Nineteen patients with primary hyperparathyroidism were treated with 25 micrograms 24,25-dihydroxyvitamin D3 or placebo daily for 3 months according to double-blind cross-over protocol. Serum immunoreactive PTH, total and ionized calcium, urinary calcium excretion, tubular reabsorption of phosphate/glomerular filtrate, and urinary hydroxyproline excretion did not change significantly. Serum 24,25-dihydroxyvitamin D3 levels increased significantly from 1.4 +/- 2.2 (SD) nmol/liter to 38 +/- 11 nmol/liter during the treatment period. Serum 25-hydroxyvitamin D3 and 1,25-dihydroxyvitamin D3 levels did not change. We conclude that pharmacological doses of 24,25-dihydroxyvitamin D3 have no suppressive effect on parathyroid function in primary hyperparathyroidism.
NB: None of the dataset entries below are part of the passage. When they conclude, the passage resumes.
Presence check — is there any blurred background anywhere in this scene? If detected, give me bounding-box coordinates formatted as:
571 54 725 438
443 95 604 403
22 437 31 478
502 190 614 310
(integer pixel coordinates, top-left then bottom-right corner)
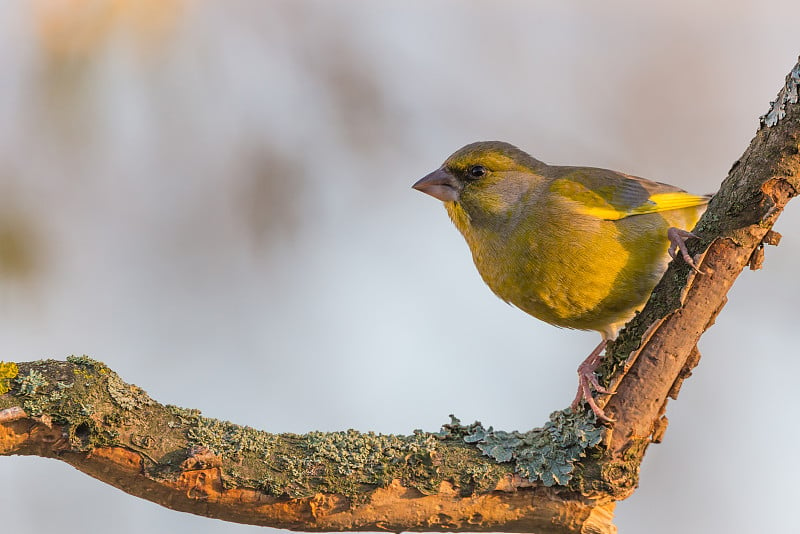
1 1 798 532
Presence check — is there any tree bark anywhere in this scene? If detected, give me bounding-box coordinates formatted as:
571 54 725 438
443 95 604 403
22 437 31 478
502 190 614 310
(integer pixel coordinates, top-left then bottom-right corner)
2 58 799 533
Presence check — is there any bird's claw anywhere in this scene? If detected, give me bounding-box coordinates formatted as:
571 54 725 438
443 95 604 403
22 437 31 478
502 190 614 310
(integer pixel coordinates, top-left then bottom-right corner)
583 366 613 395
572 378 615 422
667 227 702 273
571 339 615 422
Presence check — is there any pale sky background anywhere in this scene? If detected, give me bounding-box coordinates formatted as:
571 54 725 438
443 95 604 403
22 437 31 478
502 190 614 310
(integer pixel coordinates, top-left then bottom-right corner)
1 2 799 533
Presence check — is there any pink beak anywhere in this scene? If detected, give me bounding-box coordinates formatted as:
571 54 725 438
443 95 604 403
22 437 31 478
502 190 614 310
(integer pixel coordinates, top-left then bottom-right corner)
412 168 461 202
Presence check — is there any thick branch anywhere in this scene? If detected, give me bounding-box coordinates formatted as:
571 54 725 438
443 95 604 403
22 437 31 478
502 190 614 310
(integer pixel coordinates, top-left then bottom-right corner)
1 359 614 533
1 58 799 533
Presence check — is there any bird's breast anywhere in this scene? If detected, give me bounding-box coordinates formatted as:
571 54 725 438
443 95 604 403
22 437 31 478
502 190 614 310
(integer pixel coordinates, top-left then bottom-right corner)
463 213 643 332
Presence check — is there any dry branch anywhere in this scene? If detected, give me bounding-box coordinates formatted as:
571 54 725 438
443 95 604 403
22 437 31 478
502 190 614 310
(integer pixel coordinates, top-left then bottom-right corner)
2 58 799 534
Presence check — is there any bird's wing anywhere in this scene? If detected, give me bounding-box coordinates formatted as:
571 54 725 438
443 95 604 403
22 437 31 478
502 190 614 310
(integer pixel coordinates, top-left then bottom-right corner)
548 168 710 221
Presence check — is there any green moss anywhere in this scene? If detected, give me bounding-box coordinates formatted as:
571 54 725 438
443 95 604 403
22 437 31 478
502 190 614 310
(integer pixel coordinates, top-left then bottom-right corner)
571 436 647 497
66 354 105 368
66 355 110 387
0 361 18 394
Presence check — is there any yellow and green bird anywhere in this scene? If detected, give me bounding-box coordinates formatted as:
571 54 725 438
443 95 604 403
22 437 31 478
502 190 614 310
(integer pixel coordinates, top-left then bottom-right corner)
413 141 709 421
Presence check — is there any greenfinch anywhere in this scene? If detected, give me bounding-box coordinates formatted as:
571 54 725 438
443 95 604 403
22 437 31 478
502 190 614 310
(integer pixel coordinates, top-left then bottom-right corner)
413 141 709 422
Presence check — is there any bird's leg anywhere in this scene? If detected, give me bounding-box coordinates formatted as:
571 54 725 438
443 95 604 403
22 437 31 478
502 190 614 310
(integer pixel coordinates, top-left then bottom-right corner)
571 339 615 422
667 227 702 273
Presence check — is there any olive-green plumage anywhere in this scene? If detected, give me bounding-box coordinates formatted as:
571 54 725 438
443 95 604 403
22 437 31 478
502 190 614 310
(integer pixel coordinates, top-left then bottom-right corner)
414 141 709 340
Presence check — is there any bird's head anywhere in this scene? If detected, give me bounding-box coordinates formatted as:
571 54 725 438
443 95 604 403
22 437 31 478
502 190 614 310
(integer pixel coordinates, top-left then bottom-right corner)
413 141 546 225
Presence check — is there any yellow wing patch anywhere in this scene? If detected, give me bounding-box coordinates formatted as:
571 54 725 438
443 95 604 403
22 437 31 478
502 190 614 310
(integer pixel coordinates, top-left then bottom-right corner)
627 192 711 216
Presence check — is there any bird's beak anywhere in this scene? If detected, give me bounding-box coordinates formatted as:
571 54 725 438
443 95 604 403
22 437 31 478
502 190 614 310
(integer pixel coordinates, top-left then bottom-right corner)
412 168 461 202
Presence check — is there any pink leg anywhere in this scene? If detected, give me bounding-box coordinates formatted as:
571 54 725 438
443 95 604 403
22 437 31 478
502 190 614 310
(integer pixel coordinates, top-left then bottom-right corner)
667 227 702 273
571 339 615 422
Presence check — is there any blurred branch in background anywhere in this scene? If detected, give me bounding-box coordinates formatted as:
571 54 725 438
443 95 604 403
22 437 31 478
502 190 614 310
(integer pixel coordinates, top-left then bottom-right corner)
1 1 413 287
34 0 183 61
0 202 41 283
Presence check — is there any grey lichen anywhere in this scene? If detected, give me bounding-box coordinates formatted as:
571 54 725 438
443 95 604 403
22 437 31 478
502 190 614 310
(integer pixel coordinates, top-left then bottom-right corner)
760 59 800 127
107 372 154 411
301 429 442 496
15 369 49 396
166 404 460 500
265 428 444 499
304 429 439 477
170 406 279 459
443 410 603 487
14 368 52 416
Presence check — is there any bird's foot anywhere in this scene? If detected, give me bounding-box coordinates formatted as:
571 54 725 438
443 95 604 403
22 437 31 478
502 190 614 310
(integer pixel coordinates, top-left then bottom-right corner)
667 227 702 273
571 339 615 422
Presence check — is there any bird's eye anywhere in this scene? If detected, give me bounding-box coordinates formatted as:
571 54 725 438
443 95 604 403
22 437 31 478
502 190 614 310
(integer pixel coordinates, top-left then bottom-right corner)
468 165 487 178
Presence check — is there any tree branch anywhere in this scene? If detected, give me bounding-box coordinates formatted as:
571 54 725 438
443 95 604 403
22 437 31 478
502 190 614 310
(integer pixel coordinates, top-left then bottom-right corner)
2 58 799 533
1 358 614 533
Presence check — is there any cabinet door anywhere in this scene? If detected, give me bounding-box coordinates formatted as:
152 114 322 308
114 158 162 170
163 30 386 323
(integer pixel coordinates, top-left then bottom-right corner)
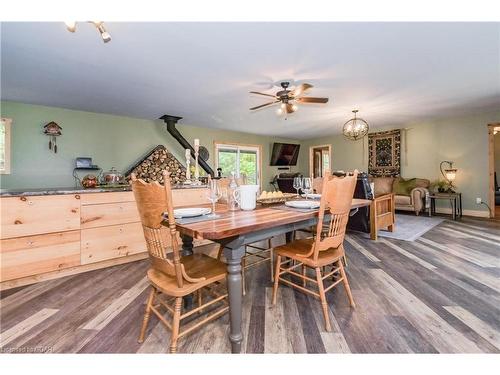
80 201 140 229
80 222 147 264
0 195 81 239
0 230 81 281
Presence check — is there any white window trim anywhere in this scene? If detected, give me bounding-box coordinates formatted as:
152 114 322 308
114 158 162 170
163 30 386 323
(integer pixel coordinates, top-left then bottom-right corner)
214 141 262 187
1 118 12 175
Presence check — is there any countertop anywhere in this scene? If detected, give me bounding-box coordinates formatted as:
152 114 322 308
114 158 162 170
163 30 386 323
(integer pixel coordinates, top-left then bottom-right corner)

根据双盲交叉试验方案,19例原发性甲状旁腺功能亢进患者每日接受25微克24,25 - 二羟维生素D3或安慰剂治疗,为期3个月。血清免疫反应性甲状旁腺激素、总钙和离子钙、尿钙排泄、肾小管对磷酸盐的重吸收/肾小球滤过率以及尿羟脯氨酸排泄均无显著变化。治疗期间,血清24,25 - 二羟维生素D3水平从1.4±2.2(标准差)纳摩尔/升显著升至38±11纳摩尔/升。血清25 - 羟维生素D3和1,25 - 二羟维生素D3水平未发生变化。我们得出结论,药理剂量的24,25 - 二羟维生素D3对原发性甲状旁腺功能亢进患者的甲状旁腺功能无抑制作用。